Une passion pour l’analyse

Quand cela arrive dans le jeu, aujourd’hui encore, c’est terrible – la même douleur. Au mois d’août, par exemple, j’ai été pris d’un trou immense sur scène. Je jouais un comte, en costume et chapeau, dans une mise en scène, Homme et galant homme, d’Eduardo De Filippo. Tout à coup, mon partenaire a raté une réplique, j’en ai été désorienté, jusqu’à ce que le vide total me saisisse : le blanc !

« Enfant ou adulte, quand on perd le fil et la croyance dans le jeu, tout vacille. »

Mille idées me sont passées par la tête, et surtout le sentiment d’être totalement à l’ouest, fragile, juste un pauvre bonhomme perdu. J’ai bien tenté d’improviser, mais je suis sorti de scène, flageolant. Enfant ou adulte, quand on perd le fil et la croyance dans le jeu, tout vacille.
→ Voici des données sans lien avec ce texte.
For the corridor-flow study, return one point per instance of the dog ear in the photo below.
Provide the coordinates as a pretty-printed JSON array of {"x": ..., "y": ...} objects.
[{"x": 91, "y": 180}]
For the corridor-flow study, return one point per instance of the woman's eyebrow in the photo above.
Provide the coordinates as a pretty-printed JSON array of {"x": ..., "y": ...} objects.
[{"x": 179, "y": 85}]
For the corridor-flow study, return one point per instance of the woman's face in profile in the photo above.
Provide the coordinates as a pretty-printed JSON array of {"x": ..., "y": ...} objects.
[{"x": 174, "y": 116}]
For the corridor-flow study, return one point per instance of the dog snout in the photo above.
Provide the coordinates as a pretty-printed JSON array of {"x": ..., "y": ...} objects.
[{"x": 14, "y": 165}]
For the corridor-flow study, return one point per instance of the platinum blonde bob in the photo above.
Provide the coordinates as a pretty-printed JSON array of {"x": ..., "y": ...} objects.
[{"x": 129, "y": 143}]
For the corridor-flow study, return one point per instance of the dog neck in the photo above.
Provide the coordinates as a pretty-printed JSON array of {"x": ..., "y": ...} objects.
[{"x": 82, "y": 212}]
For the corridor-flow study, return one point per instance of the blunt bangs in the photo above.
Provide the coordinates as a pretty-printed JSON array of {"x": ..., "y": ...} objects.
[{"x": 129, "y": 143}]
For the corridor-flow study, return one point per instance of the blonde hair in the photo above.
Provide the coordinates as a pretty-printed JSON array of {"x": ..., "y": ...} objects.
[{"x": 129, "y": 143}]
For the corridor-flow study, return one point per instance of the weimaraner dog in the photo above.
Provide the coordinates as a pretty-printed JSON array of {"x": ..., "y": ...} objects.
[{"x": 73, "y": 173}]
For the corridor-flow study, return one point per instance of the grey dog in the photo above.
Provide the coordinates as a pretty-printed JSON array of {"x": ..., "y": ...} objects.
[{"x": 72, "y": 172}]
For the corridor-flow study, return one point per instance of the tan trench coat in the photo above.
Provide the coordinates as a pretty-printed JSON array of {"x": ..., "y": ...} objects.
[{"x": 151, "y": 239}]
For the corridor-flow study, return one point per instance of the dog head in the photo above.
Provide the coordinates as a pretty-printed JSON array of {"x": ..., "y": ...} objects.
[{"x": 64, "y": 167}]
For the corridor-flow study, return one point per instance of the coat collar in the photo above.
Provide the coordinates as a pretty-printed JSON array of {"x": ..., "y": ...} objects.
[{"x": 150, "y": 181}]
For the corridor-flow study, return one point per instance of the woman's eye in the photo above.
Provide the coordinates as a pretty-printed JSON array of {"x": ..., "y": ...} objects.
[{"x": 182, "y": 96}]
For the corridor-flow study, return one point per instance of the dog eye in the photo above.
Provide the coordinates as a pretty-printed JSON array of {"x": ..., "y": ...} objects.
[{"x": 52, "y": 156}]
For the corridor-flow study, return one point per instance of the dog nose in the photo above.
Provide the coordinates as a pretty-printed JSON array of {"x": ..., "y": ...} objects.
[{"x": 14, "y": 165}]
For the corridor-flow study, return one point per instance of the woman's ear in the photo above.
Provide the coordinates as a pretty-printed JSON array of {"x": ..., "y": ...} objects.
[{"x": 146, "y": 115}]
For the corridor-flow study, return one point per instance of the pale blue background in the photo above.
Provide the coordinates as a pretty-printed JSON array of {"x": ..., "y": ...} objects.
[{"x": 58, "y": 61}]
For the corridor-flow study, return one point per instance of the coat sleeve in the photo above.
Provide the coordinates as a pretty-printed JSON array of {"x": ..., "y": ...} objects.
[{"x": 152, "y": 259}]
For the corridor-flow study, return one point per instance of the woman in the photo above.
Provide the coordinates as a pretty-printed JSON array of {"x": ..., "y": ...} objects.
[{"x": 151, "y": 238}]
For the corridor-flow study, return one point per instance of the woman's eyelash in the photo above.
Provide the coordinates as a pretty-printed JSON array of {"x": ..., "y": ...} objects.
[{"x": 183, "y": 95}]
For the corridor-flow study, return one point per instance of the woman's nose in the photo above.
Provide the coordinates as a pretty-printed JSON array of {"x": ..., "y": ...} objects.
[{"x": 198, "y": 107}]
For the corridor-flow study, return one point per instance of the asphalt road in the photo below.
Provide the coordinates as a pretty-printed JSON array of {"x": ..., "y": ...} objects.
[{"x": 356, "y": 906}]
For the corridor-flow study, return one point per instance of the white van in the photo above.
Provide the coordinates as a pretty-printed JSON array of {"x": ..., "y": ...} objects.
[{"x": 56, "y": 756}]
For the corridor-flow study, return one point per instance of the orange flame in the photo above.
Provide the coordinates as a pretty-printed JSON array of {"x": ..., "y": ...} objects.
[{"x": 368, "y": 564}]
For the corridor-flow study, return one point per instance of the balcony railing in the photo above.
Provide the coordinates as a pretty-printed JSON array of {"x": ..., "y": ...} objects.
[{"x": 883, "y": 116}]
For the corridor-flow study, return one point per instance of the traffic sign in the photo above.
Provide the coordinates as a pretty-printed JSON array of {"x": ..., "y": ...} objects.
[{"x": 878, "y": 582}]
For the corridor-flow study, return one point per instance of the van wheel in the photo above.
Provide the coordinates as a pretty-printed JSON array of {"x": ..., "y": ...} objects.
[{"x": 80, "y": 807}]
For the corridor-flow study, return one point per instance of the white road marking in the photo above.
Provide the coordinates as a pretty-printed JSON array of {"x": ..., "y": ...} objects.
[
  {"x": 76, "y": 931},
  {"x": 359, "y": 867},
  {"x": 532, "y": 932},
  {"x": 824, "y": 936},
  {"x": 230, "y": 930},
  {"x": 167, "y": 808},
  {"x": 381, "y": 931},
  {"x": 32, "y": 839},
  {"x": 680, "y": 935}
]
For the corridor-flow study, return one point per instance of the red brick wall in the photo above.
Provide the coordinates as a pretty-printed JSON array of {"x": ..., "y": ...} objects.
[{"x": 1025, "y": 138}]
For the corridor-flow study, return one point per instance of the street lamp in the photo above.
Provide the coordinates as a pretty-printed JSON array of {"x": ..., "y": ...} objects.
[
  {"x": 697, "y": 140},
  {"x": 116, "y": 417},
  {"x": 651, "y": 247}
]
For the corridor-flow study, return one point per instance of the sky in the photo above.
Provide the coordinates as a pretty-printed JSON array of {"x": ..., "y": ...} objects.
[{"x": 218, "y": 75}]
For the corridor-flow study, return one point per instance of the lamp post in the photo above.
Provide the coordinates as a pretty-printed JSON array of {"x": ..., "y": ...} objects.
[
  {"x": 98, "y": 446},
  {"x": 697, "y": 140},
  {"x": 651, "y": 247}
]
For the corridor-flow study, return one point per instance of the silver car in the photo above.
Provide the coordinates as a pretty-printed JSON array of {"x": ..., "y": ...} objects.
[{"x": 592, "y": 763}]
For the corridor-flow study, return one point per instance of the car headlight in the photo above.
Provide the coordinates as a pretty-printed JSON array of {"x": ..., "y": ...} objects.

Je crois que mes performances d’acteur n’ont jamais vraiment ébloui mes parents, mes sœurs ou mon frère : c’était avant tout moi qu’il voyait, pas le personnage. Mais récemment, avec Opening Night, de Cyril Teste, au théâtre et la série En thérapie, j’ai cru sentir qu’ils avaient été davantage emportés. L’analyse me passionne depuis longtemps et j’aime travailler sur les névroses – un terme pourtant ô combien péjoratif dans ma famille !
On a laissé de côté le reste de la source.